Quantitative AOP-based predictions for two aromatase inhibitors evaluating the influence of bioaccumulation on prediction accuracy
Citation:
Poole, S., G. Ankley, B. Blackwell, J. Cavallin, W. Cheng, D. Feifarek, K. Jensen, M. Kahl, E. Randolph, R. Milsk, T. Saari, AND Dan Villeneuve. Quantitative AOP-based predictions for two aromatase inhibitors evaluating the influence of bioaccumulation on prediction accuracy. SETAC North America, Orlando, FL, November 06 - 10, 2016.
Impact/Purpose:
not applicable
Description:
The adverse outcome pathway (AOP) framework can be used to support the use of mechanistic toxicology data as a basis for risk assessment. For certain risk contexts this includes defining, quantitative linkages between the molecular initiating event (MIE) and subsequent key events (KEs) within an AOP. One AOP for which strong, quantitative linkages have been established is aromatase inhibition leading to reproductive dysfunction in fish.

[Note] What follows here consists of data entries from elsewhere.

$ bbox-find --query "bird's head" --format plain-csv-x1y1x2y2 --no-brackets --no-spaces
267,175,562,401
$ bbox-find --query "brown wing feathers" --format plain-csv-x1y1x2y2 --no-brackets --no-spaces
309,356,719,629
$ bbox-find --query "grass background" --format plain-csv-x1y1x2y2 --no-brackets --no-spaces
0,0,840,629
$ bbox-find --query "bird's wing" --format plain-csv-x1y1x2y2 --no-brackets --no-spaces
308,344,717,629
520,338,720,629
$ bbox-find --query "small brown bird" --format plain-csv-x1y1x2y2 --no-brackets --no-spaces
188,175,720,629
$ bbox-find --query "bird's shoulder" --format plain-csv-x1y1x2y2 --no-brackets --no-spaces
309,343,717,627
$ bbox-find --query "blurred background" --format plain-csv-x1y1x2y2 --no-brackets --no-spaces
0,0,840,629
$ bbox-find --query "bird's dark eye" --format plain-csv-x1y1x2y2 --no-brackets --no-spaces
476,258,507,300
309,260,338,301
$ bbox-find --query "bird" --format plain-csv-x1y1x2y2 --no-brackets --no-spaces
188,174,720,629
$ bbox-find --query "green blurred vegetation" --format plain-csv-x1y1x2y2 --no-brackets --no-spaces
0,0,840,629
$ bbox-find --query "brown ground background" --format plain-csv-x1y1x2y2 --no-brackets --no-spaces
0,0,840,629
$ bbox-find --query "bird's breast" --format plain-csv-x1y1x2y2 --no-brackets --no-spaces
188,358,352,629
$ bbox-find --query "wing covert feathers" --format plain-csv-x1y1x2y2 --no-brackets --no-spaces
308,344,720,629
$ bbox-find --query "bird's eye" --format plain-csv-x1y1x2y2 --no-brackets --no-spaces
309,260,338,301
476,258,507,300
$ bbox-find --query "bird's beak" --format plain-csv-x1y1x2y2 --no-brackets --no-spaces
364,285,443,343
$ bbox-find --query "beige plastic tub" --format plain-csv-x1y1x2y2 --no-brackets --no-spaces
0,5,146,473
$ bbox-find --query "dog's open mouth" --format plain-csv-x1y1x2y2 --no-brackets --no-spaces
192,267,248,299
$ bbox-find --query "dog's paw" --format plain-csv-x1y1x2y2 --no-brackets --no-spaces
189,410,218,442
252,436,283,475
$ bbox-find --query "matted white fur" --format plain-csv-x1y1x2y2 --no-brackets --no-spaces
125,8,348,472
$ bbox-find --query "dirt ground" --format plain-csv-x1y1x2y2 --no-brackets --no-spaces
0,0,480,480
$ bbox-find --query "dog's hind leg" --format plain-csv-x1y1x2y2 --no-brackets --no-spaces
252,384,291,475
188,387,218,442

A series of computational models have been linked to develop a quantitative AOP (Q-AOP). A measure of aromatase inhibition is used as the model input to estimate circulating plasma estradiol (E2) concentration and resultant circulating plasma vitellogenin (VTG) concentration. To evaluate model predictions, two aromatase inhibitors, letrozole and epoxiconazole, were selected based upon their relative aromatase inhibition potency in US EPA ToxCast assays. Reproductively mature female fathead minnows (Pimephales promelas) were exposed to varying concentrations of either letrozole (0.5, 7.5, 25, 75, 250 µg/L) or epoxiconazole (8, 25, 80, 250, 800 µg/L) in 24h flow through exposures. One additional consideration for model predictions was bioaccumulation of exposure chemicals and resultant circulating plasma concentration. To identify this, plasma from exposed minnows was extracted by supported liquid extraction (SLE) and concentrations of letrozole or epoxiconazole determined by LC-MS/MS. Plasma bioaccumulation factors (BAFplasma) varied across concentration ranges with lower exposure concentrations leading to greater bioaccumulation. Letrozole (logP = 2.22) BAFplasma ranged 0.173-0.25, indicating rapid metabolism or excretion of the compound, while epoxiconazole (logP = 3.44) BAFplasma ranged 34.4-66.9. Exposure tank concentrations and calculated plasma concentrations were used as model inputs. Model estimates using both exposure water concentration and plasma concentration will be compared with experimental measurements to highlight potential refinement of Q-AOP predictions.